Tratto da "Il mistero buffo del signor burocratese"
22 settembre 2010
di Gian Antonio Stella (da il Corriere della Sera)
Come fa a essere «meridianamente epifanica l’indifferenza contenutistica»? La domanda toglie il sonno da giorni ai dipendenti del comune di Ariano Irpino che hanno avuto la fortuna di imbattersi nella lettera protocollata 15547 e firmata dal nuovo segretario generale Vincenzo Lissa. Un capolavoro assoluto. Un documento che nessun comico al mondo, volendo irridere al burocratese, potrebbe mai scrivere. Eccone, per la delizia del lettore, Alcuni estratti.
«Ho letto lo scritto emarginato in epigrafe con tutta l’attenzione che ha meritato. Nulla più. Vediamo elenticamente perché. Da essa viene in emersione una apodittica concezione del diritto immaginato come un’astrazione da investire acriticamente. Infatti è meridianamente epifanica l’indifferenza contenutistica che implica meccanicisticamente un calco a rime obbligato: la devozione al culto del formalismo idealizzato come un rifugio onirico».
«Tale rifugio svolge “una funzione redentrice”. Ma tutto ciò, come ammonisce un maestro dei nostri tempi, Natalino Irti, produce un meccanismo giuridico “che sospinge verso la nientità del diritto”. Ciò sta a significare, in termini più semplici, come una condotta attizia che è infeconda di effetti è appagante tuttavia per coloro che prefigurano la forma come l’unico stilema da assumere a paradigma della propria attività, in maniera del tutto avulsa dal contenuto e dalla sostanza. Da ciò ne deriva come da logico corollario come il formalismo solchi un canale biunivoco con il nichilismo giuridico. Infatti nichilismo e formalismo sono apparentati da un’intima fraternità. D’altra parte l’esperienza del nulla contenutistico esige il solo rigore formale».

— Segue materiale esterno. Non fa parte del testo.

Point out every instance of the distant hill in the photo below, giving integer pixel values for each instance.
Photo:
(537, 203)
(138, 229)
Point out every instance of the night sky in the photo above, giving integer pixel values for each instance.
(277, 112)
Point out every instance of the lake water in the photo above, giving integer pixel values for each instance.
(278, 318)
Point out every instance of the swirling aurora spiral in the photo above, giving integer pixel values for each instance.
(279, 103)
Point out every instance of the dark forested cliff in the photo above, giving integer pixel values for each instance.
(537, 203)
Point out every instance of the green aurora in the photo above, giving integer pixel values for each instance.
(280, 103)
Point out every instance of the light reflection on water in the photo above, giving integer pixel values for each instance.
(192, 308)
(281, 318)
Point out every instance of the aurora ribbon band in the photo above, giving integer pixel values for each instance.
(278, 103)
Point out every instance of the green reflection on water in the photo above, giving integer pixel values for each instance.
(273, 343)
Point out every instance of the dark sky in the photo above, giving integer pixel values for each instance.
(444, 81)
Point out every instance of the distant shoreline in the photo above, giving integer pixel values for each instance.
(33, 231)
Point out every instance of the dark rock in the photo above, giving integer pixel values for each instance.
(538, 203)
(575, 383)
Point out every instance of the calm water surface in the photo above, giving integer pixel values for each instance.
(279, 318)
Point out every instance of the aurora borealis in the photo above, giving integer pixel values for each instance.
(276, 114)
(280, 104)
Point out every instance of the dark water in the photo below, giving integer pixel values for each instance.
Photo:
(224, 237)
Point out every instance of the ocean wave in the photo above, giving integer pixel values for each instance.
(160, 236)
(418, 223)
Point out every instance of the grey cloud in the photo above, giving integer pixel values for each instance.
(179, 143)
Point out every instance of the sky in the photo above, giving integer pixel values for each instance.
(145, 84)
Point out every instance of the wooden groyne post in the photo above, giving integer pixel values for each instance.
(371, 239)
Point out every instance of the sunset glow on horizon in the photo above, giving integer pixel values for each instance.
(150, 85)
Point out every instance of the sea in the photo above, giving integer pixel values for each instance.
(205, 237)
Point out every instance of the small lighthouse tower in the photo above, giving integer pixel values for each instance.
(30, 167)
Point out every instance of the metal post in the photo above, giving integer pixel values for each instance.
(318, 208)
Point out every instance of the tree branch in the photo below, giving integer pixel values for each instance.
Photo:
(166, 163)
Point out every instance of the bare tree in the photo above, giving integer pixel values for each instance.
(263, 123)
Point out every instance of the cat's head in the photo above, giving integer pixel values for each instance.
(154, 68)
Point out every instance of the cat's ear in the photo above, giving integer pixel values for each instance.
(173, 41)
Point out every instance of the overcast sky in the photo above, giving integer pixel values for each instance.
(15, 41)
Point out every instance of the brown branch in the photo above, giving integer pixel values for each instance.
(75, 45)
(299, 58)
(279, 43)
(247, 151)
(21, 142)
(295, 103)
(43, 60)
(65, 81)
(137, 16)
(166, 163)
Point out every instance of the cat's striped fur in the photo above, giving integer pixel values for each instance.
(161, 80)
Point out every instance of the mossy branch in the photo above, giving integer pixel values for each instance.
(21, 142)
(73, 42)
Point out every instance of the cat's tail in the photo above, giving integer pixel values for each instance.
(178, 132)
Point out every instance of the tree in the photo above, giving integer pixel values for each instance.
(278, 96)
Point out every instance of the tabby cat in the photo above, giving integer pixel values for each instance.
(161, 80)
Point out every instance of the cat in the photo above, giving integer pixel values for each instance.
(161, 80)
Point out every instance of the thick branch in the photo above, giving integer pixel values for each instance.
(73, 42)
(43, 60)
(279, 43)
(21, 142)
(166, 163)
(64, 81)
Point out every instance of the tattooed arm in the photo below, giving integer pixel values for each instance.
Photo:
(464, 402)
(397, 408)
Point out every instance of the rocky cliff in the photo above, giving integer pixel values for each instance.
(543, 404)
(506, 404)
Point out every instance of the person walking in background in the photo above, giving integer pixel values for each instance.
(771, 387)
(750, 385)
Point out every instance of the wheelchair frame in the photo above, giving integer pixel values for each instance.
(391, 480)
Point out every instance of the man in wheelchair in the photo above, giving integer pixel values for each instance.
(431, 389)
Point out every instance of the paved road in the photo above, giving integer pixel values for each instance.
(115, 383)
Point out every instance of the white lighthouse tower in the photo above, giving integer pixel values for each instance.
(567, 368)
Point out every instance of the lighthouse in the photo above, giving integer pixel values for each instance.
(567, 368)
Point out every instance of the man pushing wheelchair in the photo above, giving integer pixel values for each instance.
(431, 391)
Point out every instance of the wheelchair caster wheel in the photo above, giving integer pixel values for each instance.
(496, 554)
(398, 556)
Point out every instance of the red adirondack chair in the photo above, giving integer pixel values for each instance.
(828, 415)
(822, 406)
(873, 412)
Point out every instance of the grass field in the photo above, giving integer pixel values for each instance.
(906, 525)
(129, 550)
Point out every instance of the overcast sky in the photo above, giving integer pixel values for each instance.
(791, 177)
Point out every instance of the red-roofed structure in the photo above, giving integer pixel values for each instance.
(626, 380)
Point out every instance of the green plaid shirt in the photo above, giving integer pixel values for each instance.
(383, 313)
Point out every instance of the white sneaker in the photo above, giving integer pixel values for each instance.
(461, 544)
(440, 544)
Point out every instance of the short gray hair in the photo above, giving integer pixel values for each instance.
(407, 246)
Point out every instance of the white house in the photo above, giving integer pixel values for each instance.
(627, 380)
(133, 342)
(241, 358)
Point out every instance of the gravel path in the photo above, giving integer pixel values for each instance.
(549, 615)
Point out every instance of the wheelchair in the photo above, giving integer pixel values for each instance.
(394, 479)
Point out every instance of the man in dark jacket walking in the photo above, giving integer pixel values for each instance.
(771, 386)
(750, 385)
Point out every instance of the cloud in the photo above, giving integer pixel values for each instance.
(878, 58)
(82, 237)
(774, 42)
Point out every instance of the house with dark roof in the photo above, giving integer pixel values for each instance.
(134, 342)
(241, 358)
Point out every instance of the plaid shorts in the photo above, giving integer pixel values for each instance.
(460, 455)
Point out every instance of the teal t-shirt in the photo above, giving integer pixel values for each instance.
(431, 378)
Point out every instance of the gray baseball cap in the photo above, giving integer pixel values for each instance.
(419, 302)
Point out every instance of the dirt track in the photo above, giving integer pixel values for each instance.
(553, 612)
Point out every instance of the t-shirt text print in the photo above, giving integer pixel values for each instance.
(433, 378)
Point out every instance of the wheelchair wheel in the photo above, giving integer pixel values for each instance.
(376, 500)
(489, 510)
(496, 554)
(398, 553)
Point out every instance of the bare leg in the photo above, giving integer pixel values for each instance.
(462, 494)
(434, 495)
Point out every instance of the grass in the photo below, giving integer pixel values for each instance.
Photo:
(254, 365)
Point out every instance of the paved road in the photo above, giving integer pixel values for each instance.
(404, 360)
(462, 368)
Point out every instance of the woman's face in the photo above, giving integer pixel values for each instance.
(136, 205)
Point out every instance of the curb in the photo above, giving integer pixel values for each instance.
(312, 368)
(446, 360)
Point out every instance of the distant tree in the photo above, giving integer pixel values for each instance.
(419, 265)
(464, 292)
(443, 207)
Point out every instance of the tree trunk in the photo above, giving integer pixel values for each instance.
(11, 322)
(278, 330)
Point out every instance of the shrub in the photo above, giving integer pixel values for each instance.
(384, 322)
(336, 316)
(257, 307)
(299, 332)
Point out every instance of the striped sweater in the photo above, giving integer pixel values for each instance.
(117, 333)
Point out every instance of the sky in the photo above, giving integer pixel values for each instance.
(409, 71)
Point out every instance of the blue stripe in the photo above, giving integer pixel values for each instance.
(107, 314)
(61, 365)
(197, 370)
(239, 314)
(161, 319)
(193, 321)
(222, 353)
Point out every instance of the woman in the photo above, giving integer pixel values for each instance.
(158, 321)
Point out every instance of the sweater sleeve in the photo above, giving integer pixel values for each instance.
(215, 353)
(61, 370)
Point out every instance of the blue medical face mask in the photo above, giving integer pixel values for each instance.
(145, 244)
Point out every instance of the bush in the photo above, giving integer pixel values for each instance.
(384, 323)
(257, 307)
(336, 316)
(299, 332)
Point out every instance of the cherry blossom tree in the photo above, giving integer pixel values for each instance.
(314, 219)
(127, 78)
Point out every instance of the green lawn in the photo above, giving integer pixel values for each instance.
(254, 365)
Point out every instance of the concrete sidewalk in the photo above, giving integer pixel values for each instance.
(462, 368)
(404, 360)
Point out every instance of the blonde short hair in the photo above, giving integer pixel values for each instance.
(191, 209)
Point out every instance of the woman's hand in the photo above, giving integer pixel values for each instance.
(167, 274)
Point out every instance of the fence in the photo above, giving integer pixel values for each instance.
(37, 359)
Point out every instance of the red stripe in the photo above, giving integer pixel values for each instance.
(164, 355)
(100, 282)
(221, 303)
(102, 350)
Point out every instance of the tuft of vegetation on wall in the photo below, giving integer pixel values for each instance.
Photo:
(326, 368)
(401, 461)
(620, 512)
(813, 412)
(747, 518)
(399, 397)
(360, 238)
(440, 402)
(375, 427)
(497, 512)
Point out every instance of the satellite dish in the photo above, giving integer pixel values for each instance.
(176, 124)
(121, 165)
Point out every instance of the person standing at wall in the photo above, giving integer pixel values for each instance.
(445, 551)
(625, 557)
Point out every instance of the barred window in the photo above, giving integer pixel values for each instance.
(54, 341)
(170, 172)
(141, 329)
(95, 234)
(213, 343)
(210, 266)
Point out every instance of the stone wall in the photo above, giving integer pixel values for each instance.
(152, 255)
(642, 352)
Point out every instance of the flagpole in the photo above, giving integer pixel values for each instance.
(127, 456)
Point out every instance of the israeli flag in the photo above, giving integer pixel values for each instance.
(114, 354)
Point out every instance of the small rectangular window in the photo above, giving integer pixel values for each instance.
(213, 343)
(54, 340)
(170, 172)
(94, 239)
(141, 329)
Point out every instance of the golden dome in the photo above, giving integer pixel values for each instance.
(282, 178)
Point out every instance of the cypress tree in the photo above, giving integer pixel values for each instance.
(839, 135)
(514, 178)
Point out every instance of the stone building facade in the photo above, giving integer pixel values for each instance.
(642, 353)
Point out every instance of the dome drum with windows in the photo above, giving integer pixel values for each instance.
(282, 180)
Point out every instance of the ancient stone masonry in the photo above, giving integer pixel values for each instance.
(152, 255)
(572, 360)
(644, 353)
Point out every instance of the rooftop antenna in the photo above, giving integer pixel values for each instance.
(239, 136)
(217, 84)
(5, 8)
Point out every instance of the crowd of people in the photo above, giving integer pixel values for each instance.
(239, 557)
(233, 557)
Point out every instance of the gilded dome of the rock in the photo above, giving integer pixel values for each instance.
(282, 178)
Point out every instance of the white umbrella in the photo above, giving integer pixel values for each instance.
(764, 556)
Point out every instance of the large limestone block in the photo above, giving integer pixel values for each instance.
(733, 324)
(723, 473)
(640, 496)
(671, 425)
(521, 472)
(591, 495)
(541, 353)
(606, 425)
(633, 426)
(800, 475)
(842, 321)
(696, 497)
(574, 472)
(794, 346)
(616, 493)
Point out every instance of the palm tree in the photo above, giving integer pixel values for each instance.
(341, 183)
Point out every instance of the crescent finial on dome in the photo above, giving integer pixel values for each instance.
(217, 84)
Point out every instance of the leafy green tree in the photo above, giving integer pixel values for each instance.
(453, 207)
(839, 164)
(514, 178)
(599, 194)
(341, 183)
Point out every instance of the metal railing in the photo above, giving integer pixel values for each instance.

«Dunque, è nel formalismo che si ricerca la salvazione del diritto: infatti abbandonati i contenuti, il diritto è concepito come un’artificialità meccanicistica. In altri termini non si può non rilevare come le panie della scepsi producano anche atti non solo avvinti a un vuoto formalismo, ma anche attratti nell’orbita del conflitto con se stessi (…). Da tutto ciò emerge l’immagine della casa prigione del paradosso: una casa dove le stanze non sono comunicanti e dove i corridoi non portano in nessun luogo “secondo la plastica immagine di Vengher filosofo decostruzionista”».
«D’altra parte non vi è chi non veda come la riproposizione formale di amletismi non è altro che la riproduzione di un vuoto contenutistico, che trova il proprio archetipo nel cavillo che come sosteneva Francesco de Sanctis nel suo Viaggio elettorale “altro non è se non il trionfo della mediocrità”» (…)
«Non è un caso che un magistrale maestro dei nostri tempi, Angelo Falzea, nelle sue ricerche di teorie del diritto tra formalismo e antiformalismo ha arato un diverso percorso: quello del realismo giuridico, l’unica strada aperturista di effetti nell’ottica della universalizzazione del bene comune che ha come epicentro la cura del cittadino. Dunque non può rivelarsi, e questo senza spirito di polemica, come nel caso di specie si ripercorre la tela di Penelope dove il meccanismo del telaio è a geometria sghemba essendo stato modificato il rapporto tra i fili della trama e quelli dell’ordito. Aveva ben intuito Max Weber quando sosteneva che le pubbliche amministrazioni si legittimavano in maniera autopoietica, essendo felici di formalizzare questa loro autoreferenzialità. D’altra parte se c’è l’inesistenza di contenuti è logico porre molta attenzione sulla forma, vero rifugio ottativo…».